Il piede

Quando me lo disse la prima volta, non gli credetti.
Ero appena entrato nel carcere di Sollicciano e Claudio, uno dei miei tre compagni di cella che stavo per conoscere, si fece incontro per darmi il suo benvenuto. Avevo temuto questo momento fin da quando il giudice aveva emesso il verdetto di colpevolezza, condannandomi a otto mesi di prigione. Pregavo nell’aiuto della fortuna, io che non avevo mai pregato nemmeno Dio in vita mia.
Non puoi mostrarti debole o remissivo, mi dicevo, ma certo non puoi permetterti di fare lo spaccone o il finto duro con gente che conosce la violenza come unico linguaggio.
Non ero un criminale, io. Ero finito dentro per aver investito e ucciso un vecchio in bicicletta, mentre ero al volante della mia auto. Non lo avevo certo fatto apposta, ma al giudice questo non era interessato. Si era impuntato sul tasso alcolico e sulla presenza di tetraidrocannabinolo nel sangue e non aveva voluto sentire ragioni. Il mio avvocato aveva salutato come un successo incredibile la sentenza, dal momento che la richiesta dell’accusa era stata di tre anni.
E sì cazzo, otto mesi sono davvero una vittoria rispetto a tre interminabili anni, ma sono io che marcisco, lotto e mi spacco letteralmente il culo qui dentro da cinque settimane.
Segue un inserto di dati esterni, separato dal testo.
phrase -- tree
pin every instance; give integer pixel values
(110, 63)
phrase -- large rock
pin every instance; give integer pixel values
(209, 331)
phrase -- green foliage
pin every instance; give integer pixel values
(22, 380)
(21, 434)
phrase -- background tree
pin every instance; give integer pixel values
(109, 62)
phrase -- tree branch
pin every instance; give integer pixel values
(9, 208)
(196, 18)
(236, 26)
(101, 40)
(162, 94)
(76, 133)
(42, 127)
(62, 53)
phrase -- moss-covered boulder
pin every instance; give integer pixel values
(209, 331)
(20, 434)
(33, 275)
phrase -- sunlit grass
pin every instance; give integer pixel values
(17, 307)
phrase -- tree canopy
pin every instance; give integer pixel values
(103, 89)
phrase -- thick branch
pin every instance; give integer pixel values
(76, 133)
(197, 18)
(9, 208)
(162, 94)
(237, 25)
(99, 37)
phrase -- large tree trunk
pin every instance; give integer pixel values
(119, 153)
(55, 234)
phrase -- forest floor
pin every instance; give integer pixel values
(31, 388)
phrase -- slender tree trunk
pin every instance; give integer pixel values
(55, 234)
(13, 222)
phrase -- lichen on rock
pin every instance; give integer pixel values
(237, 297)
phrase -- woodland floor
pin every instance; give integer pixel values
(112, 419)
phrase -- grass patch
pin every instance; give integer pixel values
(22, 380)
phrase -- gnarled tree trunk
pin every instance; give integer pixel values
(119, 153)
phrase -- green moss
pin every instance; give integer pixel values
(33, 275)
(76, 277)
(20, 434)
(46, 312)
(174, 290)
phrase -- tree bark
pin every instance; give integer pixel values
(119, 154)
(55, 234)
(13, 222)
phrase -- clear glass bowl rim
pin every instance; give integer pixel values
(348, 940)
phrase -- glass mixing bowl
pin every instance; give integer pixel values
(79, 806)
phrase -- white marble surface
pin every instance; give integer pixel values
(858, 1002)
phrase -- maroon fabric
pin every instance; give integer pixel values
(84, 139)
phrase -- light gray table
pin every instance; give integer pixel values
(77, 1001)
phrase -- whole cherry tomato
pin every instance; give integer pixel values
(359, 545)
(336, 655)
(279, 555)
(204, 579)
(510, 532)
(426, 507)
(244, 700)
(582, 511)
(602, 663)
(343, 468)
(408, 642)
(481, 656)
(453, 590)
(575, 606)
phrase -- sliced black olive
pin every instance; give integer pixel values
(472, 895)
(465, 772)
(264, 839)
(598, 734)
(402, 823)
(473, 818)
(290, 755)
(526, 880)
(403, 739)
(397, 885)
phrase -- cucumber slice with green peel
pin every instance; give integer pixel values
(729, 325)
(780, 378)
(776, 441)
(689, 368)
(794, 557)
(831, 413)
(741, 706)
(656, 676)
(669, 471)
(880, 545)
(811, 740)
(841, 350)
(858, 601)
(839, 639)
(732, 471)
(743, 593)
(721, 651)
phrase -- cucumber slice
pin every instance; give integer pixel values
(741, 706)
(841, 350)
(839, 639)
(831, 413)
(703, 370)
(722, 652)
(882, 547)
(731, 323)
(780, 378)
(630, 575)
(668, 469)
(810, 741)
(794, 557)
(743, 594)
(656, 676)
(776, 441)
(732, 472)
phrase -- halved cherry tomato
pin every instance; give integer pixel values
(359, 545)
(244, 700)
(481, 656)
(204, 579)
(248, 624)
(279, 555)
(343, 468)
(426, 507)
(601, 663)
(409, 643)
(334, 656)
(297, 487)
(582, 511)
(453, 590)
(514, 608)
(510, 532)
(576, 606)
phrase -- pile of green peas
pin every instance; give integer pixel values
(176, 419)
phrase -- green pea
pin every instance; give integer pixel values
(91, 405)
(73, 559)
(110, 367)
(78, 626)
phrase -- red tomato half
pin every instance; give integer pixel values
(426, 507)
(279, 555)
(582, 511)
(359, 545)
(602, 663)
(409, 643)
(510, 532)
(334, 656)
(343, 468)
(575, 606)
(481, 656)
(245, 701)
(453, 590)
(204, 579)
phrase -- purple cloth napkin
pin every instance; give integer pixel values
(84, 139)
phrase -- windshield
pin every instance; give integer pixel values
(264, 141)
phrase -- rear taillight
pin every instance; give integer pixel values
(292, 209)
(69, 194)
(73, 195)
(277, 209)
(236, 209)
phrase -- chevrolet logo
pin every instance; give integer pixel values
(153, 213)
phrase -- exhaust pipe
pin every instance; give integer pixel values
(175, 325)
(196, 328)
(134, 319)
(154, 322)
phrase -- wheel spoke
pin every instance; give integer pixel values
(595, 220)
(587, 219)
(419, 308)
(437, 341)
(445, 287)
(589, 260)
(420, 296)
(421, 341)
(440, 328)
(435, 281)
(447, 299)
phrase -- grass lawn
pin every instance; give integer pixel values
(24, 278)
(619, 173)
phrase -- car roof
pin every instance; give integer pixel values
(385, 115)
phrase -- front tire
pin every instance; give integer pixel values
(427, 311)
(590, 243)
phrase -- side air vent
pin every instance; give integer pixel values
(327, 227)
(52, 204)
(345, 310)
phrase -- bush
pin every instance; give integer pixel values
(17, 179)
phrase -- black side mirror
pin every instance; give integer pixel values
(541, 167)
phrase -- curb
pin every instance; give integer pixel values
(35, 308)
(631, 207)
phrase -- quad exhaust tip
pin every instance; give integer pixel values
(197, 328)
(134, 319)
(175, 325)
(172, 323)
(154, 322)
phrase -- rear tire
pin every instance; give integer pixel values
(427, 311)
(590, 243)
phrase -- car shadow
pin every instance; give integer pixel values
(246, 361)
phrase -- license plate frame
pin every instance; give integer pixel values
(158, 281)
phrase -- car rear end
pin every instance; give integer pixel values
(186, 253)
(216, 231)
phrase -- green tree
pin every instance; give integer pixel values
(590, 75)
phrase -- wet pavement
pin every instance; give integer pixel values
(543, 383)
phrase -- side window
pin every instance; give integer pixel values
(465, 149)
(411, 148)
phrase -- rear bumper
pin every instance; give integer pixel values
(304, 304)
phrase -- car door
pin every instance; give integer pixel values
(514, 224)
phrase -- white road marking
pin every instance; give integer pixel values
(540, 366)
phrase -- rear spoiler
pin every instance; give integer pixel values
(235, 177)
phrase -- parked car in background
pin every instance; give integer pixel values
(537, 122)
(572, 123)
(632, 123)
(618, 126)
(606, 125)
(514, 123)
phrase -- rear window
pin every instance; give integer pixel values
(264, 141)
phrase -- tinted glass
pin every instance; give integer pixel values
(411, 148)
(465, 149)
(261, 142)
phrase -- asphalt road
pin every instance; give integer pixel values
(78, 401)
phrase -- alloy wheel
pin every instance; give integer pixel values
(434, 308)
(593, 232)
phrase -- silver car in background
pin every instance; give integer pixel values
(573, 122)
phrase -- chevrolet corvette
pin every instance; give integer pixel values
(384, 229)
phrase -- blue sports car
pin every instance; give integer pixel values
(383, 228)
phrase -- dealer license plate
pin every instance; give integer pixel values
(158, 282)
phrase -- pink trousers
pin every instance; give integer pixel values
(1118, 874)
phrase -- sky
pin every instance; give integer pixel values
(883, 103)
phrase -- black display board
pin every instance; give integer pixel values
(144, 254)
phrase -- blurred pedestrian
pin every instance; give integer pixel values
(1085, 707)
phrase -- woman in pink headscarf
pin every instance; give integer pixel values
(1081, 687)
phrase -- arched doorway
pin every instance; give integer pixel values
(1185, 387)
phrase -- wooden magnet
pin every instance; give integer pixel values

Sembra un secolo, soprattutto se ripenso a come ero allora e come sono adesso.
Rimasi fermo nella mia divisa fresca di bucato e con la biancheria da letto in mano, senza il coraggio di avanzare per prendere posto sulla mia branda.
«Entra dai, nun è che potemo stà a giocà a tira e molla tutta ‘a giornata» mi spronò subito Claudio nel suo accento romanesco e con la voce rauca, consumata dal fumo. Gli altri due mi osservavano in silenzio, seduti sui loro letti.
«Mò te rifai er letto, te sistemi ‘e tu cose e poi se famo ‘na chiacchierata da amici.»
Cercai di non tremare, ma era evidente il mio stato confusionale indotto dalla paura.
«Ma che te stai a mette’ paura? Tranquillo. Te ‘o ponno dì loro due che non so’ cattivo.»
Provai a prendermi tutto il tempo, facendo con estrema calma mentre immaginavo gli scenari possibili.
«Qui nun je ne frega un cazzo a nessuno de chi sei, de che hai fatto o de chi hai ammazzato. Qui ce stanno regole diverse.»
Diceva questo guardandomi con aria paterna.
«Te senti un duro?»
Esitai un attimo. Pensai al tono da usare.
«No. Però…» Claudio mi interruppe.
«Nun ce sta nessun però. Se vede che sei un bravo ragazzo. Te conviene abbandonà subito er difetto più grave. E ‘o sai qual è?»
Fece una pausa a effetto, da attore consumato.
«L’orgojo, ‘a dignità. Te fa fà ‘e peggio cazzate. Te fa ragionà su ciò che è giusto e sbagliato. Se superi quel limite farai solo quello che te conviene. E qui dentro te po’ sarvà ‘a vita.»
Mi costrinse a leccargli il piede calloso, sudato e lercio per dimostrare a lui, ma soprattutto a me stesso, che ero capace fin da allora di calpestare la mia dignità.
«Ma non lo devi fà sempre e con tutti. Devi imparà dove sta er tu’ limite» mi disse alla fine.
Mi sentii umiliato e mi vergognai di me stesso.
Oggi lo ringrazio, per avermi impartito quella lezione ed avermi aiutato a capire.
Il limite invalicabile è quello fisico, non mentale.
Forse lo capirà anche Ahmad, ora che gli sto stritolando la palle dopo averlo legato al letto e imbavagliato per aver tentato di incularmi ieri nelle docce.